Jacques Lefebvre ( UCR CGT Nord) a en introduction rappelé les objectifs de la rencontre ainsi que la problématique commune de l’action à savoir une approche de la perte d’autonomie sur la base de la solidarité nationale garantie par la sécurité sociale. Il met en avant l’absence de vrai débat sur la réforme prévue de la perte d’autonomie.
A noter dans les interventions préliminaires :
Réponse de Patrick Kanner
Le Président du Conseil Général du Nord indique que la droite est engagée dans un processus de démolition du socle du programme du CNR. Sa référence c’est Adam Smith et la loi du marché libre et non faussé. Il précise que ses amis et lui ne sont « pas que des gestionnaires en résistance. » Ils espèrent mettre fin en avril 2012 à cette démolition et à « l’ultralibéralisme ». La démographie avec la prolongation de la vie n’est pas une charge mais une chance. Et ce d’autant plus qu’elle exige avec le risque de perte d’autonomie la création d’emplois qualifiés et de proximité.

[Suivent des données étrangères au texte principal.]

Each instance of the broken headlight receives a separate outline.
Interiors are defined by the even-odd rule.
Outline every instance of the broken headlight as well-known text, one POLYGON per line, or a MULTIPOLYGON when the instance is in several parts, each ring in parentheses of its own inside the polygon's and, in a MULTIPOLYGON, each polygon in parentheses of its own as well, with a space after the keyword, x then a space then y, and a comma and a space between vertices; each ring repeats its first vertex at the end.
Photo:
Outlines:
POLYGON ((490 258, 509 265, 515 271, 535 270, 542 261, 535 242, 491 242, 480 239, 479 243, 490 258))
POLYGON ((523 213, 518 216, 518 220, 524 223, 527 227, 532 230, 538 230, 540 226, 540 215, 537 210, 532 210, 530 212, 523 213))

L’ADF (Assemblée des Départements de France) enverra en juillet prochain un rapport public, avec 55 propositions sur la question. Certes il existe une différence entre la gauche et la droite sur l’APA. Cependant des démarches communes sont en cours au niveau de l’association face au non respect par l’Etat de ses obligations. La question prioritaire de constitutionnalité a été posée. Le Conseil d’Etat a jugé la question légitime. Les départements sont en attente de la réponse du Conseil constitutionnel. Deux milliards d’euros sont nécessaires pour le rééquilibrage. Ce qui se passe du côté de Madame Bettencourt montre qu’il y a de l’argent.
Pour la perte d’autonomie : « je suis favorable à la création d’un cinquième risque/5ème branche ». Et c’est explicitement l’intervention FSU qui est mise en cause. Au titre de président de la fédération nationale des CCAS il se déclare favorable à la CNSA, dont le « modèle n’est pas inintéressant » avec la représentation des collectivités territoriales et des associations. Concernant le financement il se dit défavorable à la seule cotisation sociale mais favorable à la hausse de la CSG qui frapperait le capital. L’ADF est en partance vers la recette CSG. Le modèle sécu est jugé insuffisant.
Le système actuel est ainsi résumé : les pauvres paient pour les pauvres comparant les Hauts de Seine aux département pauvres. Il s’est par contre déclaré hostile à une 2ème journée dite de solidarité .
Il poursuivra en parlant de la nécessité de travailler sur la prévention et la recherche. Il parlera enfin de 700 places à faire ouvrir en maison de retraite dans le département et de la nécessité d’un habitat intermédiaire permettant d’éviter le placement en EHPAD.
Dans un dernier mot FO indique que la CNSA est « un outil pour une 5ème branche modernisée » quant à la CGT elle indique n’être pas d’accord sur fiscalité et CSG et rappelle les dettes patronales à la sécu.